Is The Old Testament Historically Accurate?

There are plenty of kings and empires in the Bible — especially in the Old Testament — but the existence of these historical empires is often a source of debate for archaeologists, who sometimes struggle to find physical evidence of the biblical past.

The Timna Valley in Israel is one site that causes confusion, according to Smithsonian Magazine. Archaeologists previously found evidence of copper mines on the site and linked them to King Solomon. Later developments revealed ties to Egypt, but little evidence of the kind of kingdom Solomon was said to have led.

But recent papers suggest that empire still might have existed. According to the study "The Archaeological Bias in Current Biblical Archaeology," the reason we can't find evidence of those kingdoms might just be that the people were nomadic and lived in tents or less permanent structures, which obviously would not have survived long enough to be rediscovered today.
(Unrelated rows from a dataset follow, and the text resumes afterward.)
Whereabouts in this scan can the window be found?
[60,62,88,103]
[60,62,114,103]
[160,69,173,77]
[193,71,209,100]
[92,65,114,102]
Verifying the Bible is a tricky process

The Timna Valley is at the center of the controversy over biblical accuracy. While the mines located there were assumed to be part of an Egyptian settlement, carbon dating shows they were most active after the Egyptians were gone, according to Smithsonian Magazine. That left room for cultures mentioned in the Old Testament, like the Edomites, to take over.

Previous archaeological papers suggest some of the stories of the Bible are inventions of the imagination rather than factual reports on historical events, according to the Smithsonian Magazine. Some studies have even revealed camels were not present in certain regions when the Bible claims they were (Gawker).

Some scholars are still working to verify how much of those stories are based in reality. The push to consider nomadic cultures and structures that weren't as permanent has brought new ways to seek verification for biblical tales, according to Smithsonian Magazine. Yet, there are many archaeologists who argue that even when accounting for at other signs besides buildings and structures, there isn't enough evidence to prove some of those great kingdoms existed (via the Smithsonian Magazine).